If two hashes in a row are the same in the hash buffer, we have a matching face. Anything higher means the mesh code broke down somewhere because more than two tetrahedra have the same face which is mathematically impossible.

{ 0123, 0, 1 }
{ 0123, 1, 3 }

Consider the above segment of the array of tuples. We see the hashes match. From this, we can say that face 1 of tetrahedron 0 links to face 3 of tetrahedron 1.

So far, all my mesh generation has produced “quality” tetrahedra in the sense that none are flat and I have no face errors so it’s a “real” mesh.
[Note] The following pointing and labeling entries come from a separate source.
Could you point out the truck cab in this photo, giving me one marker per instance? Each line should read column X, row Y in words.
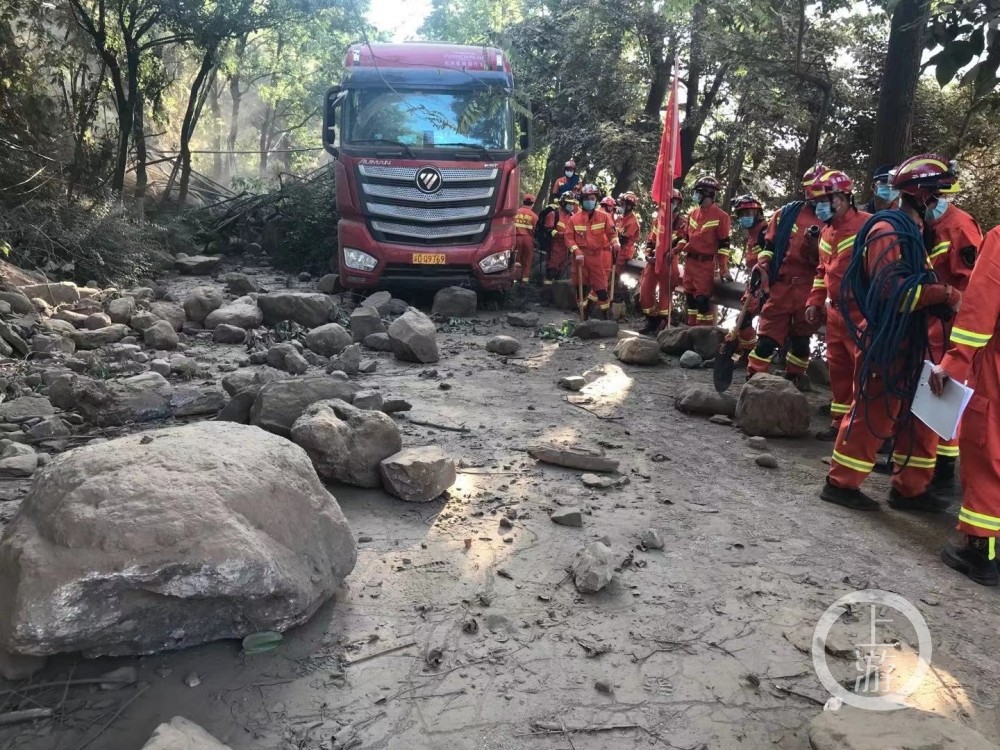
column 426, row 153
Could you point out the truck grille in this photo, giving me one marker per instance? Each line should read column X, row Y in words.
column 416, row 217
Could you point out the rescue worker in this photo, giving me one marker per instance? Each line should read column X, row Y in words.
column 836, row 241
column 568, row 182
column 707, row 250
column 657, row 283
column 592, row 240
column 556, row 224
column 891, row 259
column 524, row 236
column 788, row 267
column 952, row 237
column 974, row 358
column 750, row 216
What I’m trying to solve now is something built on top of the mesh and has the potential to be a huge performance bottleneck.

the usage of hashes makes sense then; but does the user of hashes?
is this really something you would have the device concern itself with, or something the host can help the device with

i may very well be wrong, but it seems as if the tetrahedrons pushed (to the device) for (line-plane) processing are unordered/ non-sequential, and this could negatively impact global memory access
i can understand if the tetrahedrons populate a mesh, thus disturbing any order; but, at the same time, this should be something the host can help the device with, particularly when done in batches and when using streams, such that the device is hardly held up by the host
when you have the necessary data, tetrahedrons are processed individually in terms of line-plane intersections, outside of any mesh context, i gather
preparing the tetrahedrons for processing could help performance then

jimmy, you got me really thinking about access patterns now.
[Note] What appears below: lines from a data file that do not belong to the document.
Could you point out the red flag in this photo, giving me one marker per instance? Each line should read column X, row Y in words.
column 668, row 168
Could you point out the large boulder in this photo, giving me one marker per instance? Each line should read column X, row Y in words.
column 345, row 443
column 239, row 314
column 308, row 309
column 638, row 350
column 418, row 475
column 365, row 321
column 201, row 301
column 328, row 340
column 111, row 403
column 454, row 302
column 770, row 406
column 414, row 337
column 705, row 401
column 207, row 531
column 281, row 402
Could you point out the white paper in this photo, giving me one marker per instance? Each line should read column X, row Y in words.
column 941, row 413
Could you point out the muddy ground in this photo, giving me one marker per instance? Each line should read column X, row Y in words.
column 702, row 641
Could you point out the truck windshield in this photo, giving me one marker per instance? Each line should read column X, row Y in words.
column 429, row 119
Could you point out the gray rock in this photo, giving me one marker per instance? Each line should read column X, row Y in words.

Plus, that topic I had about coalescing finally linked me to some really material about how global memory works.

Fundamentally, I’m only testing a subset of the mesh. I won’t go into too much detail about it (I could talk for awhile about this) but I’m really only testing some “bad” tetrahedra in the mesh.

So I was thinking that I could make a private copy of the points and then I’d have darn near perfect access.
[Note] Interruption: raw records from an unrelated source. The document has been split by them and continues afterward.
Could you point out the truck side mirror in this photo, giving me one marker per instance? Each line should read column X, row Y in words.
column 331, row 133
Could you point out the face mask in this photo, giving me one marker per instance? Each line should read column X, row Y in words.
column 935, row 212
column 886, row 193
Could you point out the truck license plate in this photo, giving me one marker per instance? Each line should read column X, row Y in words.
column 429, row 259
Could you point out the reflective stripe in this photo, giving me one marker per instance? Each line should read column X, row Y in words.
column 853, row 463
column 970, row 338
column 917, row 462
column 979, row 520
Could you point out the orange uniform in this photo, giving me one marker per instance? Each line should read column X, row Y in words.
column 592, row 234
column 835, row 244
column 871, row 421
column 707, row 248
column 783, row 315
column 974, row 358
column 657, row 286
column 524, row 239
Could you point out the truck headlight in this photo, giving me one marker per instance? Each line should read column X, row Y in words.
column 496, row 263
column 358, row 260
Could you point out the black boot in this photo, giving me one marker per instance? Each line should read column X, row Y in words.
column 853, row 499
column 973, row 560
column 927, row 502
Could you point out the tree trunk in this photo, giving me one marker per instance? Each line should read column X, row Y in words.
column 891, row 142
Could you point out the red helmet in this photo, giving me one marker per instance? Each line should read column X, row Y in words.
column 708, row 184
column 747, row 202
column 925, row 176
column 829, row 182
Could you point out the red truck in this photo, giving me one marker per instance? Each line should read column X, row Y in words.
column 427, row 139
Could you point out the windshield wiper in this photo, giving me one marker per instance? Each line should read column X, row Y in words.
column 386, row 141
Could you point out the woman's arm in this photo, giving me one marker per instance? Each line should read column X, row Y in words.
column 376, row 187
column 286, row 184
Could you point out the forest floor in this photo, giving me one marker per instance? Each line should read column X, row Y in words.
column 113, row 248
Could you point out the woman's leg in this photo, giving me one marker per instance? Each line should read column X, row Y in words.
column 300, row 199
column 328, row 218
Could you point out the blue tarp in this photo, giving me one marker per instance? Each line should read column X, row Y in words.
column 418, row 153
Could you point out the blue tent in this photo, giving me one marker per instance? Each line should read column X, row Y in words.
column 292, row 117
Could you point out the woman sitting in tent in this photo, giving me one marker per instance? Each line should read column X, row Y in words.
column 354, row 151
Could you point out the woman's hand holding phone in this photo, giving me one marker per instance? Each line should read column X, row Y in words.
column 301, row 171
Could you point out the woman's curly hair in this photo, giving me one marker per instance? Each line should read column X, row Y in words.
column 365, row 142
Each tetrahedron is 4 vertices. Each vertex is 4 floats so 12 bytes. I also want the point opposite the face so that’s 5 total = 60 bytes which means I can load in two complete 5-tuples of points which puts me at 120/128 for global load efficiency.

The only problem is that this can potentially eat up a lot of memory but the subset of “bad” tetrahedra in the mesh will hopefully diminish as I repair them.

Would I be able to somehow used shared memory for this also? This is one of the first times I’ve ever really thought about memory accesses in CUDA.

i would:

a) have the host extract the subset to help the device with global memory access

now, the device should be able to access data like this:
const int4 t = ((int4* ) mesh)[thread_id];

instead of:

const int4 t = ((int4* ) mesh)[ta_id];

because:

const int ta_id = which_tetrahedron[tid];

is ‘non-ideal’

b) have the host tend to hashes, as part of extraction, such that the device can skip this:

if (128_bit_hash[tid - 1] == 128_bit_hash[tid])

c) have the host arrange and forward the necessary data to the device like this:

float* opposite_point;
float4* the_vertices;

i do not see this wasting anything

both arrays are access by the device, like this: array[threadId]

d) process the subset of tetras in batches, to limit the device waiting for the host:

host:

for batch size and subset size;
remaining_count = subset;
while remaining_count > 0
{
extract and compact batch - sequentially load array to be passed to device; offset as necessary
issue a kernel in stream s;
increment the stream; roll-over/ reset stream if stream == max stream;
subtract from remaining count, batch size;
}

now, the device can start processing the moment a batch is ready, rather than waiting for the host to pre-process all tetras from the subset first

Jimmy, you’re a genius!

You’ve literally opened me up to a brand new of thinking that I had either previously ignored or had just not been exposed too.

I think I can use this to solve many problems and it’s so genius. The CPU is busy arranging and preparing data to exploit the GPU and batching allows occupation of both hardwares. Holy poop. This… This changes the game!